Search code examples
javalucenesparqlgraphdb

How to create a custom AnalyzerFactory in GraphDB full text search?


(Using GraphDB 8.1 free). http://graphdb.ontotext.com/documentation/free/full-text-search.html says that I can enable a custom AnalyzerFactory for GraphDB full-text search, using the luc:analyzer param, by implemeting the interface com.ontotext.trree.plugin.lucene.AnalyzerFactory. However I can't find this interface anywhere. It is not in the jar graphdb-free-runtime-8.1.0.jar.

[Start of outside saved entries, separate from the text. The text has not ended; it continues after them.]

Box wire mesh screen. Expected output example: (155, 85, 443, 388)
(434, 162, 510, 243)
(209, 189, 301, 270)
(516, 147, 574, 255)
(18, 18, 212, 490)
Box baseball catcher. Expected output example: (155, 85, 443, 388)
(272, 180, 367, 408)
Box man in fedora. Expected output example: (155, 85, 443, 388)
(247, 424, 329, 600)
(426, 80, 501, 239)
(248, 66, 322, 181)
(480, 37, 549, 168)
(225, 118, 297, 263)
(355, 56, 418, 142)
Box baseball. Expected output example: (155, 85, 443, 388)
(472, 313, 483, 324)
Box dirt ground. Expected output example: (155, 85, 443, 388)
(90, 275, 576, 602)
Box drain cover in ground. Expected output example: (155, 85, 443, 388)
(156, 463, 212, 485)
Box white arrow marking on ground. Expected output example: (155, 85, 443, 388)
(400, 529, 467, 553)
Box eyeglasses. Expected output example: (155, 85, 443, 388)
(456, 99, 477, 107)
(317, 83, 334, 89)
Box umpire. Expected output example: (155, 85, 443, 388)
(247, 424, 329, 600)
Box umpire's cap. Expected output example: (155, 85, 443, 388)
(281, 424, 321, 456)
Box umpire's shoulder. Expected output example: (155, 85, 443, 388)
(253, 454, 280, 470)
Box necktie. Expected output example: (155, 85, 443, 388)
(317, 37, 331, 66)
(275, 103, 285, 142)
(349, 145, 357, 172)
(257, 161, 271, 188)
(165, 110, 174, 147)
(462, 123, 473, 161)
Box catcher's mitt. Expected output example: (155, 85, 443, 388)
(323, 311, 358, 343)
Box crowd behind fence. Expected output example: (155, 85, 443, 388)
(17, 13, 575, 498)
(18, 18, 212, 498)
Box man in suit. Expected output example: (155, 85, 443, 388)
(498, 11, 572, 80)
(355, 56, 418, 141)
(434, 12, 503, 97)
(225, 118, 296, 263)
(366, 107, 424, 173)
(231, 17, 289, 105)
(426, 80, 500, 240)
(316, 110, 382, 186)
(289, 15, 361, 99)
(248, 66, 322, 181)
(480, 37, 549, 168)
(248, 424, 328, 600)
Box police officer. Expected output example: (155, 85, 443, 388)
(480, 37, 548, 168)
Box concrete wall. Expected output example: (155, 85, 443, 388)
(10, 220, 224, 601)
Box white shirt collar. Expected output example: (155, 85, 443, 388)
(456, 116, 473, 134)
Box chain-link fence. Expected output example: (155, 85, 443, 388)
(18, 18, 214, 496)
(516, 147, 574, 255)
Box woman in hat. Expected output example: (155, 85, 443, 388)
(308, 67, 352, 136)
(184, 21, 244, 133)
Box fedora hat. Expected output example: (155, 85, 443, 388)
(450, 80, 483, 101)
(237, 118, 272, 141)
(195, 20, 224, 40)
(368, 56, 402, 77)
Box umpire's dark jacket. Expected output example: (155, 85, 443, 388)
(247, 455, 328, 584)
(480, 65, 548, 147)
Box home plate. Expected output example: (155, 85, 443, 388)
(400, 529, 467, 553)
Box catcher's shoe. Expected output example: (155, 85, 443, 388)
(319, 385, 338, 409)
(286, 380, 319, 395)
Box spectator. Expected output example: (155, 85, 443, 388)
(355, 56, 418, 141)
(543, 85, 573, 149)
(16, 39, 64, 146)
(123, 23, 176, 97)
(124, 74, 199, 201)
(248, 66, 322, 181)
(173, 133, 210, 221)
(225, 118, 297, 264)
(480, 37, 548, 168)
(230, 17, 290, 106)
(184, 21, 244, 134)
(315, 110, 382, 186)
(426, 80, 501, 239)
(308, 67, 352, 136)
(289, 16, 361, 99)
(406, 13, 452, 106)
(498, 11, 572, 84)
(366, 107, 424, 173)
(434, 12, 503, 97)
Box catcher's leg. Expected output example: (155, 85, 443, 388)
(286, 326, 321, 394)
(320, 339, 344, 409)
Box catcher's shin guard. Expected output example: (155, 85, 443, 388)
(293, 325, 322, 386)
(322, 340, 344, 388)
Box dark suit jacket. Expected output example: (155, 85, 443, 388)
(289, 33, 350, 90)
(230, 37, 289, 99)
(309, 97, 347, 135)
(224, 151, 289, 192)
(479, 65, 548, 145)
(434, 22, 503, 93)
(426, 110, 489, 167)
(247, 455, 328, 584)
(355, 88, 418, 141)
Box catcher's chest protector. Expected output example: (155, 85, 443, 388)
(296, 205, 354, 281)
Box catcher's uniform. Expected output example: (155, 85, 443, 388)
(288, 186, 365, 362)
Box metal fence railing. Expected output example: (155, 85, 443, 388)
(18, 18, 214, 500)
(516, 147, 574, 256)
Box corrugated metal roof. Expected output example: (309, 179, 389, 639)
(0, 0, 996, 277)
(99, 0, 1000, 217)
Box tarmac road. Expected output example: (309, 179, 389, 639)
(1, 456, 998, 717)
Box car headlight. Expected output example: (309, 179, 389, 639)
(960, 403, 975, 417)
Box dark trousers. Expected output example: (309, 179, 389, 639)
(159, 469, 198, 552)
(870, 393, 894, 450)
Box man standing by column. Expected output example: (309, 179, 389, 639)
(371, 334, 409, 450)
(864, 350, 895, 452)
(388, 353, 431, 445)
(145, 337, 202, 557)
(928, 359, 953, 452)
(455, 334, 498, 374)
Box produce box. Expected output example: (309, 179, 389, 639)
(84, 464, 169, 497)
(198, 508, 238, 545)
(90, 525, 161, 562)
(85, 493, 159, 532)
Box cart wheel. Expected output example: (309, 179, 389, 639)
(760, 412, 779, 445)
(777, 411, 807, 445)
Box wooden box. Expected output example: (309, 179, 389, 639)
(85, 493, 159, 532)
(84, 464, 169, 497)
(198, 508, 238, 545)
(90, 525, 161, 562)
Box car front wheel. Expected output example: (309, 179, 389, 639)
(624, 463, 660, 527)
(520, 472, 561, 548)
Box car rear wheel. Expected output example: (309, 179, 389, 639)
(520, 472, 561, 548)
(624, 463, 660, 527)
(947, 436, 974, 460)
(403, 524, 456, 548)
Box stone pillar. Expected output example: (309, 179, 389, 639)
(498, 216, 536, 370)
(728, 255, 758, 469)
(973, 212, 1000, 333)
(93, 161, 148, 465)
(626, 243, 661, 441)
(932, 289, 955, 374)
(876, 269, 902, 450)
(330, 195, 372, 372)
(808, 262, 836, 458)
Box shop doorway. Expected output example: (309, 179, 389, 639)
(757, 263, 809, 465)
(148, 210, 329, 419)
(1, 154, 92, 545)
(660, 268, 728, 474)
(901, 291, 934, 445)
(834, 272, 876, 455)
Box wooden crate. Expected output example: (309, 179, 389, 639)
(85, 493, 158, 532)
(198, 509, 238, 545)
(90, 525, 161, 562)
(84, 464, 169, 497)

I checked the feature matrix at http://ontotext.com/products/graphdb/editions/#feature-comparison-table and it seems this feature '"Connectors Lucene" is available for the free edition of GraphDB.

In which jar is the com.ontotext.trree.plugin.lucene.AnalyzerFactory interface located ? what do I need to import in my project to implement this interface ?

Is there pre-existing AnalyzerFactories included with GraphDB to use Lucene other analyzers ? (I am interested in using a FrenchAnalyzer).

Thanks !


Solution

  • GraphDB offers two different Lucene-based plugins.

    I encourage you to use the Lucene Connector, unless you don't have a special case for RDF molecules. Here is a simple example how to configure the connector with French analyzer and index all values for rdfs:label predicate for resources of type urn:MyClass. Select a repository and from the SPARQL query view execute:

      PREFIX :<http://www.ontotext.com/connectors/lucene#>
      PREFIX inst:<http://www.ontotext.com/connectors/lucene/instance#>
      INSERT DATA {
        inst:labelFR-copy :createConnector '''
      {
        "fields": [
          {
            "indexed": true,
            "stored": true,
            "analyzed": true,
            "multivalued": true,
            "fieldName": "label",
            "propertyChain": [
              "http://www.w3.org/2000/01/rdf-schema#label"
            ],
            "facet": true
          }
        ],
        "types": [
          "urn:MyClass"
        ],
        "stripMarkup": false,
        "analyzer": "org.apache.lucene.analysis.fr.FrenchAnalyzer"
      }
      ''' .
      }
    

    Then manually add some sample test data from Import > Text area:

    <urn:instance:test>  <http://www.w3.org/2000/01/rdf-schema#label> "C'est une example".
    <urn:instance:test> a <urn:MyClass>.
    

    Once you commit the transaction, the Connector will update the Lucene index. Now you can run search queries like:

    PREFIX : <http://www.ontotext.com/connectors/lucene#>
    PREFIX inst: <http://www.ontotext.com/connectors/lucene/instance#>
    SELECT ?entity ?snippetField ?snippetText {
        ?search a inst:labelFR ;
                :query "label:*" ;
                :entities ?entity .
        ?entity :snippets _:s .
        _:s :snippetField ?snippetField ;
            :snippetText ?snippetText .
    }
    

    To create a custom analyzer follow the instructions in the documentation and extend org.apache.lucene.analysis.Analyzer class. Put the custom analyzer JAR in lib/plugins/lucene-connector/ path.